Quarant’anni fa la sentenza n. 202 della corte costituzionale liberalizzava l’etere e permetteva la nascita legale dell’emittenza locale. La prima a partire «radio Parma». Già due anni prima la stessa corte aveva emesso un’altra sentenza, sul cavo, anticipatrice della piccola rivoluzione che avrebbe segnato per sempre il sistema comunicativo italiano.

Purtroppo, le parole della consulta, che limitavano all’«ambito locale» le trasmissioni, non diedero luogo ad una riforma moderna, bensì alle storpiature dei decreti varati nel 1984 da Craxi per salvare Berlusconi. Fino a Mammì e a Gasparri.

Insomma, radio e televisioni locali furono sedotte e abbandonare, repentinamente. Un provvedimento organico che disegnasse senza logiche emergenziali o piccole mance non fu mai varato, salvo scampoli contenuti in provvedimenti sui broadcaster nazionali. E sempre poca radio. Nell’eterna rincorsa ai desiderata di Fininvest-Mediaset e al mantenimento dello status quo della Rai, terzi poli e stazioni locali sono stati compressi o emarginati dagli equilibri che contano. Qualche lampo, da «La7», a Discovery (con gli annunciati Crozza, Saviano e Volo), a un nuovo polo (si dice) attorno a «Telenorba».

Come dice Fanny Ardant , la signora dalla porta accanto, ogni storia ha un inizio, un centro e una fine. Ecco, la vicenda gloriosa delle emittenti potrebbe essere alla conclusione di una lunga parabola discendente. È la denuncia svolta dal coordinatore Marco Rossignoli delle associazioni storiche Aeranti-Corallo riunite nel tradizionale convegno annuale.

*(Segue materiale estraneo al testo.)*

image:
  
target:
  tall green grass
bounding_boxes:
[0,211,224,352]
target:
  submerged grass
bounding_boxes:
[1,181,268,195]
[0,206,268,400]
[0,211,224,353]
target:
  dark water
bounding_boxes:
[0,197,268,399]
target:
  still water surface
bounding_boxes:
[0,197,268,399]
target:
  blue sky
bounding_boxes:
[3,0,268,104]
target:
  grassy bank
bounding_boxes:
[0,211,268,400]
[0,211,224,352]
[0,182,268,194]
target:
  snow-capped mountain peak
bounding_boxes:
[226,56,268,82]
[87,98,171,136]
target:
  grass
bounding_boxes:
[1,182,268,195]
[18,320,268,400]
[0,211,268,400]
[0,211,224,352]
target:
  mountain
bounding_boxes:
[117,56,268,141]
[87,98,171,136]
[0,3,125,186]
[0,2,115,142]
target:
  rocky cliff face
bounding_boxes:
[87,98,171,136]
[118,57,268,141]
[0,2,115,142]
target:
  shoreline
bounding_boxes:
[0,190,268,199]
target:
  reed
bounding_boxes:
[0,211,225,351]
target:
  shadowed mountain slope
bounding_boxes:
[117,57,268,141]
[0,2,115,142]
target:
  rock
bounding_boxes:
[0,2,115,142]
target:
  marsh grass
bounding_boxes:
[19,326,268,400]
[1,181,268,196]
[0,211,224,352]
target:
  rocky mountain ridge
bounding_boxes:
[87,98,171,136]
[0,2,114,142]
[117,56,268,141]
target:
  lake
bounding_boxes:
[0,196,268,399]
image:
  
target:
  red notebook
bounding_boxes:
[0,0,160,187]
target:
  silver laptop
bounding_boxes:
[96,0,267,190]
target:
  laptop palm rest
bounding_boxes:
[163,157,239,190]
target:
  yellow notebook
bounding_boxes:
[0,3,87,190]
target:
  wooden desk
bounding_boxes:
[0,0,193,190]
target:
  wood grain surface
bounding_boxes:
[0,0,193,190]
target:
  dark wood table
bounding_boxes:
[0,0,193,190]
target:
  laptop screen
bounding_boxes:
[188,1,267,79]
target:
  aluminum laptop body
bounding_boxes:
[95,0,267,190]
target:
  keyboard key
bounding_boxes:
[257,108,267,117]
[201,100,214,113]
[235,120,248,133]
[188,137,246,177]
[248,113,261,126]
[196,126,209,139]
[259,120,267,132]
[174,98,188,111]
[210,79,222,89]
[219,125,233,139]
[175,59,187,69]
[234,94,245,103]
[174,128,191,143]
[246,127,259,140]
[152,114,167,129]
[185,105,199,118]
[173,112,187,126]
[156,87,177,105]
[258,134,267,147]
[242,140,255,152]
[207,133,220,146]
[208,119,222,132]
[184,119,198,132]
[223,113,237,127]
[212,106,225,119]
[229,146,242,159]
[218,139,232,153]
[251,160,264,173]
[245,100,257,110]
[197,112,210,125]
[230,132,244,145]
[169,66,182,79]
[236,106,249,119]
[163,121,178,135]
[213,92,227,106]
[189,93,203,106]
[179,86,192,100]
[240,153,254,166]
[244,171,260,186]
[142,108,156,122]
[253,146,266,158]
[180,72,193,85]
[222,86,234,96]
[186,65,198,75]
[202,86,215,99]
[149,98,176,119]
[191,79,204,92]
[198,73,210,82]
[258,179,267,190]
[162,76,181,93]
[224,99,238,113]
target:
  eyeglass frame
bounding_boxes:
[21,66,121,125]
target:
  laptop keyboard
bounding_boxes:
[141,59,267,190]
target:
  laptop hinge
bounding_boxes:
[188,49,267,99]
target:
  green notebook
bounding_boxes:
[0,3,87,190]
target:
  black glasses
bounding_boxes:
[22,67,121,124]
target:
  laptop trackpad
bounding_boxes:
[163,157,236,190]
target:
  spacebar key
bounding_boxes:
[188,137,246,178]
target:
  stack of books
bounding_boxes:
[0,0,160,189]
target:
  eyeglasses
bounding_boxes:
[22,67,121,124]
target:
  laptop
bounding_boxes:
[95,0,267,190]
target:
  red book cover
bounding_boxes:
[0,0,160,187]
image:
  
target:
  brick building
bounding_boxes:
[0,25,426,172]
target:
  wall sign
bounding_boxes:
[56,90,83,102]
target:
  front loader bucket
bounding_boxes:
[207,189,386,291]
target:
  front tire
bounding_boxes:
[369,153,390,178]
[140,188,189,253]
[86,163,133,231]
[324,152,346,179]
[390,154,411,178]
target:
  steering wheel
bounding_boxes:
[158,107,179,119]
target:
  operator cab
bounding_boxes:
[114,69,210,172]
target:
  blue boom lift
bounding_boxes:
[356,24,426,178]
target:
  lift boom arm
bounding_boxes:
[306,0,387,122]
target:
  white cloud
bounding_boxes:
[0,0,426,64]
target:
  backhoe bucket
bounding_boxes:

Sulla stessa lunghezza d’onda Luigi Bardelli. Felice Blasi presidente dei comitati regionali per le comunicazioni e Daniela Scano della federazione della stampa. Se non vi sarà già nelle prossime giornate un’inversione di rotta da parte del governo, rappresentato dal sottosegretario con delega Giacomelli. Che si è soffermato su qualche maggiore certezza di risorse, vista la scelta di dedicare una parte del canone rai –ora da pagarsi con le bollette della luce- alle imprese locali.

Tra l’altro, si è appreso che 600mila cittadini hanno dichiarato di non possedere il televisore. E non è poco.

Tuttavia, gli argomenti che scottano toccano le frequenze, la cui penuria potrebbe essere esiziale se non si trova un’alternativa all’ormai prossimo abbandono della banda 700, devoluta per scelte europee alle potenti telecom. E poi l’annosa questione delle interferenze con i paesi confinanti, soprattutto nell’Adriatico, per non dire delle eterne magagne italiane che hanno portato a rischiare l’espulsione dal consesso internazionale. Cartellino rosso, che Giacomelli ha sottolineato di avere evitato. Una donna –Eva Spina- ricopre ora la carica di vicepresidente dell’Uit, l’organizzazione specifica della famiglia dell’Onu. Chissà, in questo momento storico solo le donne ci possono salvare.

È stata avanzata una precisa, condivisibile, richiesta: alzare al rango di norma primaria la delibera 366/2010 dell’Autorità per le garanzie nelle comunicazioni, sulla numerazione dei canali. Vale a dire la «democratizzazione» dei tasti del telecomando, programmati adesso dando un privilegio ai gruppi maggiori, e imponendo così ai potenziali utenti delle stazioni «altre» una faticosa navigazione nella quantità artificiosa dello spettro digitale.

Infine, un suggerimento: perché non prevedere una quota obbligatoria di diffusione di produzioni locali per le televisioni nazionali? La sede legislativa c’è: la discussione sulla riforma del cinema e dell’audiovisivo, al senato.